Deux enseignantes et 13 élèves dans la plus petite école de la région

À l'école Sainte-Rose, les élèves sont divisés en deux classes. Ceux de la 4e à la 6e année sont avec Mme Audrey et ceux de la maternelle, 2e et 3e année avec Mme Marilyn.

Ils sont 13 élèves. Pas dans leur classe. Ils sont 13 élèves dans leur école. À Sainte-Rose-du-Nord, les enfants du village ont un parcours scolaire qui sort de l’ordinaire. Incursion dans la plus petite école primaire du Saguenay-Lac-Saint-Jean.

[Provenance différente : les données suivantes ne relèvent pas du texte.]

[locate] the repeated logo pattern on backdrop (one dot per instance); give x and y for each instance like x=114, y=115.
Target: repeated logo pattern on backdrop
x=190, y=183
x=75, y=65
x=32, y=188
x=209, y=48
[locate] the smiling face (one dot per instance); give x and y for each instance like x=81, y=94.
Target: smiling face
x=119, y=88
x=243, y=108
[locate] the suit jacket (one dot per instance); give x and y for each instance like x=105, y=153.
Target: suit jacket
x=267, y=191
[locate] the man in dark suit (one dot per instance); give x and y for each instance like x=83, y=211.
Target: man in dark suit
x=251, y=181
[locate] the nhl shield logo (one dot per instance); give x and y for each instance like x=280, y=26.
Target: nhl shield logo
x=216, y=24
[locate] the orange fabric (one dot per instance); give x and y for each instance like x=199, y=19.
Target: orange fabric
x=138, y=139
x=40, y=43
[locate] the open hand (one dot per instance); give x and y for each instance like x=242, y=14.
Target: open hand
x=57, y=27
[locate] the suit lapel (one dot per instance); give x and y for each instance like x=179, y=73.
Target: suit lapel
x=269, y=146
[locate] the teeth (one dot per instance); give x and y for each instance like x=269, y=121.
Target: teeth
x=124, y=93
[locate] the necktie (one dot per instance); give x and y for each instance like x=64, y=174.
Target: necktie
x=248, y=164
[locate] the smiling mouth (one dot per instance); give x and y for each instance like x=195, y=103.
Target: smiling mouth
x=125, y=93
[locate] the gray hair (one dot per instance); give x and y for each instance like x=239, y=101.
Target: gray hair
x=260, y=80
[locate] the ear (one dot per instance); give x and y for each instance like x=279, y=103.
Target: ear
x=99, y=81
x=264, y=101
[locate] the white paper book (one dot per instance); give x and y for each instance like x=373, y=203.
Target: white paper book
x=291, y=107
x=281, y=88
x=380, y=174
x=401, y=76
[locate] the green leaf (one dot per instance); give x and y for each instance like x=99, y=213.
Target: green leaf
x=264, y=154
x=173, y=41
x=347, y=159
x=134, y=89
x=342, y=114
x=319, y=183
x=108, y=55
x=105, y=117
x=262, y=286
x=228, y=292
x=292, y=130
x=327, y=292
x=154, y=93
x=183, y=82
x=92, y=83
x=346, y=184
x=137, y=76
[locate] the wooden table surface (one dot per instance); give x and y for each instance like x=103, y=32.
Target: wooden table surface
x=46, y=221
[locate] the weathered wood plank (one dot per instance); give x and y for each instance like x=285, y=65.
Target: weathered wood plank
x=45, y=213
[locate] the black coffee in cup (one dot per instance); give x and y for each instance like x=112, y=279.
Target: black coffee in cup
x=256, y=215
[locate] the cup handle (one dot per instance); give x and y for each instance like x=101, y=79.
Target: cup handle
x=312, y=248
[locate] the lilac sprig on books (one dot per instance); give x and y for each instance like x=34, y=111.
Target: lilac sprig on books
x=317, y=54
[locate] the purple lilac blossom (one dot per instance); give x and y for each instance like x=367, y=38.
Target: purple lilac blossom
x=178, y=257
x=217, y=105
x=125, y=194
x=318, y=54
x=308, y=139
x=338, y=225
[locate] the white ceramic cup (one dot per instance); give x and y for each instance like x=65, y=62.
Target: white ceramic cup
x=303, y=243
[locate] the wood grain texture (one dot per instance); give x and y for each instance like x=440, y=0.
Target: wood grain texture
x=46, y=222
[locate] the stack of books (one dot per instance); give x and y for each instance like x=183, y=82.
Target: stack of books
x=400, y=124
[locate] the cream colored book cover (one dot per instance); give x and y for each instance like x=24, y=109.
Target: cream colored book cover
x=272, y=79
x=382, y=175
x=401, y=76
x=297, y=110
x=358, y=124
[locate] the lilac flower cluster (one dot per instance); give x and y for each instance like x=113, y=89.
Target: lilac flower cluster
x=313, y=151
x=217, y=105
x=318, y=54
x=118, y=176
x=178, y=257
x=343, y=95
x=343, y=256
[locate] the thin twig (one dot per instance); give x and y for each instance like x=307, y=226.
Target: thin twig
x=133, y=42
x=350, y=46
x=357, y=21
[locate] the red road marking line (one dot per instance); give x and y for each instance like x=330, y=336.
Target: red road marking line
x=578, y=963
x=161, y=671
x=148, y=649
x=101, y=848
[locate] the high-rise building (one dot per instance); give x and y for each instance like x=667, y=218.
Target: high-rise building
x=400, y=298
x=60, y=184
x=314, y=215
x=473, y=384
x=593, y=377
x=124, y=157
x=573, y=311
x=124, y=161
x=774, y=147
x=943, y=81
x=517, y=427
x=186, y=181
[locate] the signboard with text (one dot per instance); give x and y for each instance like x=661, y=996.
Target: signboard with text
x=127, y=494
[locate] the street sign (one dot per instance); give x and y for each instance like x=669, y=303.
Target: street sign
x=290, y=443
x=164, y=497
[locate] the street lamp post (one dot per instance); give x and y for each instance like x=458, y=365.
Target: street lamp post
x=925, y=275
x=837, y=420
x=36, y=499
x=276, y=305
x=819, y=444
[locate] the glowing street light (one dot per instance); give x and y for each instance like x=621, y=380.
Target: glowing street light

Lundi matin, 8h30. La première chose qu’on remarque en y pénétrant, c’est le calme. À 13 élèves, même s’ils sont très enjoués et énergiques, les corridors sont beaucoup plus silencieux que dans un établissement de 200 ou même 400 jeunes.

Découvrez pourquoi les élèves de l'école Sainte-Rose aiment leur école. (Jeannot Lévesque / Le Quotidien)

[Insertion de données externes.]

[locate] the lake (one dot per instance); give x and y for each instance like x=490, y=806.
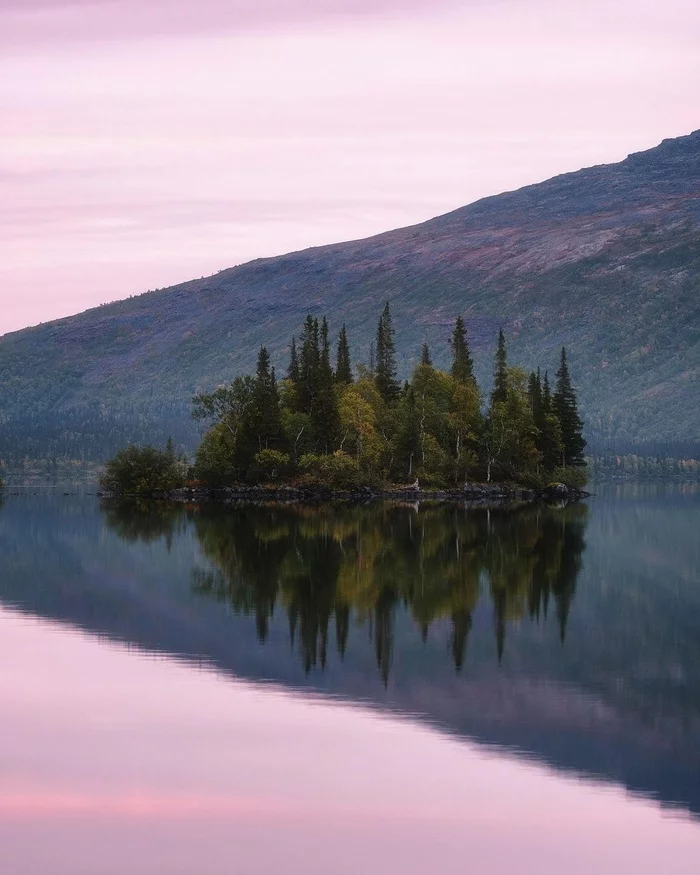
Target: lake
x=350, y=689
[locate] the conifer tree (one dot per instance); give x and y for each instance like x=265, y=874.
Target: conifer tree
x=309, y=365
x=343, y=371
x=500, y=372
x=266, y=404
x=462, y=364
x=293, y=371
x=386, y=381
x=324, y=412
x=566, y=408
x=546, y=395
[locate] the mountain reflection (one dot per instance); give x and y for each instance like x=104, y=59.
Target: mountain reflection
x=332, y=566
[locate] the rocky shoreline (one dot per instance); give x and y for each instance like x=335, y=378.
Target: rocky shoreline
x=471, y=493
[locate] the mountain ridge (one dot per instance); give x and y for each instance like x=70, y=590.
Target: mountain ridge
x=605, y=260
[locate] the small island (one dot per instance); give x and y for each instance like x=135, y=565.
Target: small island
x=330, y=430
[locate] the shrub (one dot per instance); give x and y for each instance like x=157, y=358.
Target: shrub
x=272, y=463
x=339, y=471
x=574, y=478
x=142, y=470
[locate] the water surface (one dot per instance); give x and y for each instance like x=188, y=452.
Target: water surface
x=343, y=689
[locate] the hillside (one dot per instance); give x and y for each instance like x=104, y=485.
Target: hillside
x=605, y=260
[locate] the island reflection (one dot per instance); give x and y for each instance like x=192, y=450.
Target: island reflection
x=329, y=567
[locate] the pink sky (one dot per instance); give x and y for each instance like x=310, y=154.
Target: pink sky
x=144, y=143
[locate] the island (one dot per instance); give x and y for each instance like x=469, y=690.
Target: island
x=329, y=429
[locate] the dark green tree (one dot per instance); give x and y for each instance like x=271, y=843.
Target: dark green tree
x=293, y=371
x=309, y=366
x=565, y=407
x=324, y=411
x=265, y=412
x=389, y=387
x=462, y=364
x=343, y=370
x=500, y=372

Ils nous attendent de pied ferme. «Quand une nouvelle personne arrive, ils veulent tout savoir, dit l’une des enseignants, Mme Audrey. Ils veulent savoir comment elle s’appelle, ce qu’elle fait dans la vie et où elle habite!»

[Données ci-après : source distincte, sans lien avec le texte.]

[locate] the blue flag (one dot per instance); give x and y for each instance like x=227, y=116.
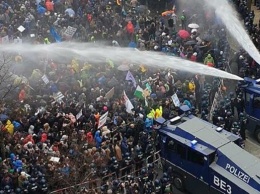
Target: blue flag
x=55, y=35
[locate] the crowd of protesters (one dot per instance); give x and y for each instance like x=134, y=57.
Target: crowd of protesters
x=50, y=144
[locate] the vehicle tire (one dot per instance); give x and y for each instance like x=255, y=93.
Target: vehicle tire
x=257, y=135
x=178, y=182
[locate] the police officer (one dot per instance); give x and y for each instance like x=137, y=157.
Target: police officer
x=149, y=151
x=143, y=176
x=139, y=156
x=93, y=176
x=157, y=187
x=104, y=188
x=33, y=186
x=228, y=121
x=43, y=187
x=150, y=171
x=115, y=185
x=104, y=171
x=114, y=166
x=127, y=164
x=25, y=186
x=148, y=187
x=165, y=182
x=239, y=103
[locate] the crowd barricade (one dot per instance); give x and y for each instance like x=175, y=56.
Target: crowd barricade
x=71, y=189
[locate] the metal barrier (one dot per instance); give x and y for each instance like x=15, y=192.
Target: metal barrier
x=156, y=161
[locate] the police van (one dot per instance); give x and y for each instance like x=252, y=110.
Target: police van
x=206, y=159
x=251, y=94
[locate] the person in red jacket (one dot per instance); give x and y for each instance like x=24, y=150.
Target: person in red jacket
x=49, y=5
x=22, y=95
x=194, y=57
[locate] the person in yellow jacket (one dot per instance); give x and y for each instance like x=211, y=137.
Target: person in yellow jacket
x=155, y=113
x=9, y=127
x=191, y=86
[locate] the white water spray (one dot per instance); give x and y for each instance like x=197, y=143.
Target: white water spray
x=99, y=53
x=229, y=17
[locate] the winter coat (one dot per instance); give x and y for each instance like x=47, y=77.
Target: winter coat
x=9, y=127
x=98, y=139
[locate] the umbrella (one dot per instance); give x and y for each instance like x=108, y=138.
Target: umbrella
x=123, y=68
x=184, y=34
x=3, y=117
x=113, y=82
x=207, y=37
x=190, y=42
x=70, y=12
x=142, y=9
x=193, y=25
x=132, y=44
x=167, y=13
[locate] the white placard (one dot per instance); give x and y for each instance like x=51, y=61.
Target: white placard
x=70, y=31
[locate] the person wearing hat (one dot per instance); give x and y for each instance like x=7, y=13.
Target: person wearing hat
x=209, y=60
x=194, y=57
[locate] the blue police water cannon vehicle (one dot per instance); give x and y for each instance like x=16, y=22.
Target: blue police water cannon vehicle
x=206, y=158
x=251, y=96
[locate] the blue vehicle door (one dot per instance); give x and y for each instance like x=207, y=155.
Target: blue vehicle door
x=256, y=105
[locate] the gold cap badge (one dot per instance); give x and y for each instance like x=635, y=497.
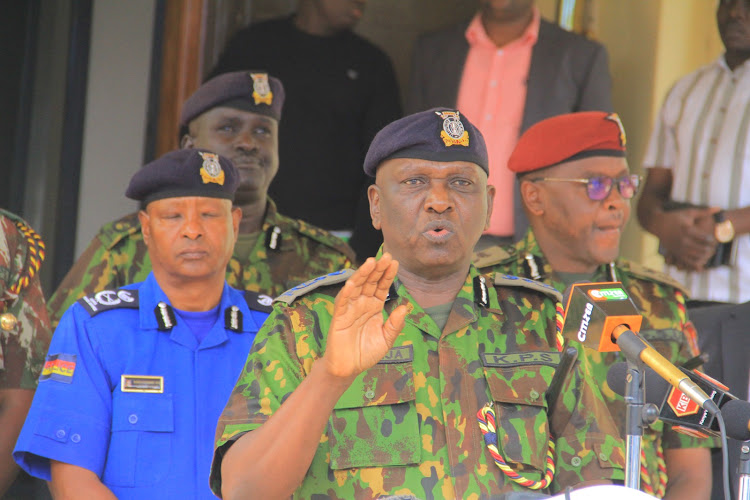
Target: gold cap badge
x=453, y=133
x=211, y=170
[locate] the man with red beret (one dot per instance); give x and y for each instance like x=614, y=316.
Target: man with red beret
x=576, y=189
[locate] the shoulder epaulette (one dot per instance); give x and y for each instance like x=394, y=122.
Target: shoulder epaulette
x=493, y=256
x=517, y=281
x=259, y=301
x=649, y=274
x=329, y=279
x=109, y=299
x=112, y=233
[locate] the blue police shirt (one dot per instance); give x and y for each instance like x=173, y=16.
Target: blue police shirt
x=137, y=405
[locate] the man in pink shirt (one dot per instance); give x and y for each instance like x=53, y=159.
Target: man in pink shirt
x=507, y=69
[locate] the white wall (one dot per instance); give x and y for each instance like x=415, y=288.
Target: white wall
x=116, y=105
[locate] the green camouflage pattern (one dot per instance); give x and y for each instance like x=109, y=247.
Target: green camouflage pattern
x=24, y=345
x=118, y=256
x=408, y=425
x=654, y=295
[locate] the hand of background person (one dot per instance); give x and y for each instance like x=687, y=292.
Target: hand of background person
x=687, y=237
x=358, y=337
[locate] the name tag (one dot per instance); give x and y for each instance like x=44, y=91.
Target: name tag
x=142, y=383
x=521, y=358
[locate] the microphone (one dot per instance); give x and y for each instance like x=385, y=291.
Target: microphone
x=603, y=317
x=678, y=410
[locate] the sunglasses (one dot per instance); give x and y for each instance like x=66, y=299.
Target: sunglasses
x=599, y=187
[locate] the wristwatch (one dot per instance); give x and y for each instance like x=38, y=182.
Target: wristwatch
x=724, y=229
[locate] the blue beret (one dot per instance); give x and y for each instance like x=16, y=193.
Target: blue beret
x=439, y=134
x=256, y=92
x=185, y=172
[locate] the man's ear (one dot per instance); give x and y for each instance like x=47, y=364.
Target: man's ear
x=143, y=218
x=532, y=195
x=373, y=195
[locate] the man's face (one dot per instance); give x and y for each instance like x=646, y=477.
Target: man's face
x=190, y=238
x=431, y=213
x=582, y=232
x=733, y=18
x=505, y=10
x=248, y=139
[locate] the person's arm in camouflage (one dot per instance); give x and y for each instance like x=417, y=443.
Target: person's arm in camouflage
x=271, y=461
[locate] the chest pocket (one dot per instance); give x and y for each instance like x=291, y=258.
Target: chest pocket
x=518, y=393
x=140, y=445
x=375, y=423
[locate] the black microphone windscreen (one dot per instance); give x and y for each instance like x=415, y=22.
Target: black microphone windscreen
x=655, y=386
x=736, y=415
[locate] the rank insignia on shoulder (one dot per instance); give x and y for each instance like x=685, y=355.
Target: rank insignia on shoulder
x=109, y=299
x=59, y=367
x=453, y=133
x=261, y=89
x=329, y=279
x=517, y=281
x=259, y=301
x=211, y=169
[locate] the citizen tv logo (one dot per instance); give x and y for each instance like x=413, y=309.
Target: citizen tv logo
x=608, y=294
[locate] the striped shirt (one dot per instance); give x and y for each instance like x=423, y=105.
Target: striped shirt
x=703, y=135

La directrice, Isabelle Tremblay, l’a vécu, en août, puisqu’elle est la petite nouvelle. Celle qui a été à la direction de l’unité 1 à l’École secondaire Charles-Gravel, puis directrice de l’école primaire La Pulperie à Chicoutimi, a complètement changé de décor.

La directrice, Isabelle Tremblay, est la petite nouvelle de l'école cette année. Elle a voulu un défi différent après avoir été la directrice de l'école La Pulperie à Chicoutimi.

«Je divise mon temps entre ici et l’école Vanier. À Sainte-Rose, l’équipe est vraiment autonome et elles sont ailleurs dans la pédagogie. C’est pratiquement un enseignement individualisé. Il y a beaucoup d’entraide. Entre les filles, mais aussi avec la communauté. C’est beau de les voir travailler.»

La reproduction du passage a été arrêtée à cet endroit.